The surge protectors have some limits, every time when the values of the voltage and the amperage on the lines are less the minimum or greater than the maximum limit the electronics and electrical appliances will suffer damages or they will be destroyed. It does not need to appear smoke out of the back of an electronic device in order to stop functioning... power fluctuations are as destructive as the lightning strike. And most of all, they happen a lot often the the lightning (from the average consumer point of view).
A common surge protector will stop most of the voltage spikes and surges (the most power fluctuations), but it does not have a chance against the violent catastrophic burst of current from a close or direct lightning strike. In order to provide 100% protection any system must divert almost 100% of the lightning current from a direct strike, which is nearly physically impossible.
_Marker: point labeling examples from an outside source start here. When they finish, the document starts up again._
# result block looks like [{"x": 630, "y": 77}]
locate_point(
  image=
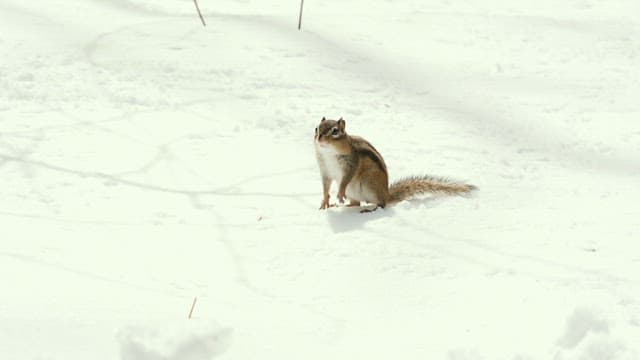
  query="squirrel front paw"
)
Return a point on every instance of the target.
[{"x": 324, "y": 204}]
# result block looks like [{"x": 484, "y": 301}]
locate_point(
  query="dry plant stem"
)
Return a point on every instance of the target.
[
  {"x": 199, "y": 13},
  {"x": 193, "y": 306},
  {"x": 300, "y": 17}
]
The value of the current is too big to protect with a little electronic device inside a power strip, or even an UPS unit. If your UPS or surge protector is in the way of the lightning's path it will just flash over or through the device, regardless of the amount of battery banks and capacitors involved.
Even more: the current have the property to "jump" over a gap when there is no ressitance. That means that the current can pass the switched off contacts and power up (than burst into flame) almost any turned off device in its path. From this point of view the lightning is merely the visible path (the plasma) of the current that jumps across many kilometers of air from one point to another... so don't assume that it won't jump several centimeters more through some contacts, the surge protectors and your devices on a direct strike.
Lightning current often peaks at 100,000 or more Amperes. Remeber this when you consider that you have a lightning protection system installed and your house could be hit directly by lightning. If the protection system takes even 99.9% of the current, then your electrical wiring may take the remaining 0.1%. Are you good at math? 0.1% of 100,000 Amperes is a 100 Amp surge through your wires and phone lines, a value that may be enough to take out your electronic devices and your home appliances.
That's why it's important to remember that in severe storms the best protections is to unplug all your home electrical appliances and disconnect the cable and phone lines.